= Henri Simon (Marxist) =

French Marxist militant (1922–2024)

Henri Simon (/fr/; pseudonym: Roger Berthier; 25 November 1922 – 16 December 2024) was a French Marxist militant and advocate of council communism.

Born in Rozay-en-Brie, he participated in Socialisme ou Barbarie (SouB) and Informations et Correspondance Ouvrières (ICO), and, from 1975 onward, was involved in ICO's successor group Échanges et mouvement (Exchanges and Movement) or simply Échanges.

Simon turned 100 on 25 November 2022 and died on 16 December 2024 in Visan, at the age of 102.

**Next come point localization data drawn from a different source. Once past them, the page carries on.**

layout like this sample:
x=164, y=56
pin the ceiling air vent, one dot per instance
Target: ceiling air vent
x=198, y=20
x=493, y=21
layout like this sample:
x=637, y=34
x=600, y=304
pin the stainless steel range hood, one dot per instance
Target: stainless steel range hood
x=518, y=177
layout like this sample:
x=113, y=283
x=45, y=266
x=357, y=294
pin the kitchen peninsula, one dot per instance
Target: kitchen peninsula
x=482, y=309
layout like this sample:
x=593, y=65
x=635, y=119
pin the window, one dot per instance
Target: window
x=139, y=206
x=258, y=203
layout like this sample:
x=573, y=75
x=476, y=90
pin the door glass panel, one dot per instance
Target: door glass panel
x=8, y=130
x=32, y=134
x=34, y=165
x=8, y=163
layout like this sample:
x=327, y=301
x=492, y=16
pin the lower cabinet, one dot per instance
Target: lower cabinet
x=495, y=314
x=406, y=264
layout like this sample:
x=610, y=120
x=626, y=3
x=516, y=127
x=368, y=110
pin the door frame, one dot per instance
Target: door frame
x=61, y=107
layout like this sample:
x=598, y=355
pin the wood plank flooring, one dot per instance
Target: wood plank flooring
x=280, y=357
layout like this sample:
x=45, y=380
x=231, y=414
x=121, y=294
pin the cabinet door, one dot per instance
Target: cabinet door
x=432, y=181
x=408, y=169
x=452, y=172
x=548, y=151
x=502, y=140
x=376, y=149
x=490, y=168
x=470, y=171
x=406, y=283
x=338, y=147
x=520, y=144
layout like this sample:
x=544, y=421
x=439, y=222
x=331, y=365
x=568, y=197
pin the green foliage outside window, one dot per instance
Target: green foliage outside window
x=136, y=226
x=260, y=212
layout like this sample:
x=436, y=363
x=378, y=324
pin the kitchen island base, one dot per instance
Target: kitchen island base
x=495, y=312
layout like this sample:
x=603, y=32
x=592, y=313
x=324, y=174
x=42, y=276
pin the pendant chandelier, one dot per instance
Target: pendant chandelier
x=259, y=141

After Simon's death, Échanges disbanded in 2025.

==Works==
- Une expérience d’organisation ouvrière. Le Conseil ouvrier|Conseil du personnel des Assurances Générales-Vie, 1957 (2nd ed.: 2002).
- Le 25 juin 1976 en Pologne : travailleurs contre capital, Spartacus, 1977.
- (with Cajo Brendel), De l'anti-franquisme à l'après-franquisme. Illusions politiques et lutte de classe, Spartacus, 1979, 172 p.
- Pologne 1980-82, lutte de classes et crise du capital, Spartacus, 1982.
- To the bitter end: Grève des mineurs en Grande-Bretagne (mars 1984-mars 1985), Acratie, 1987.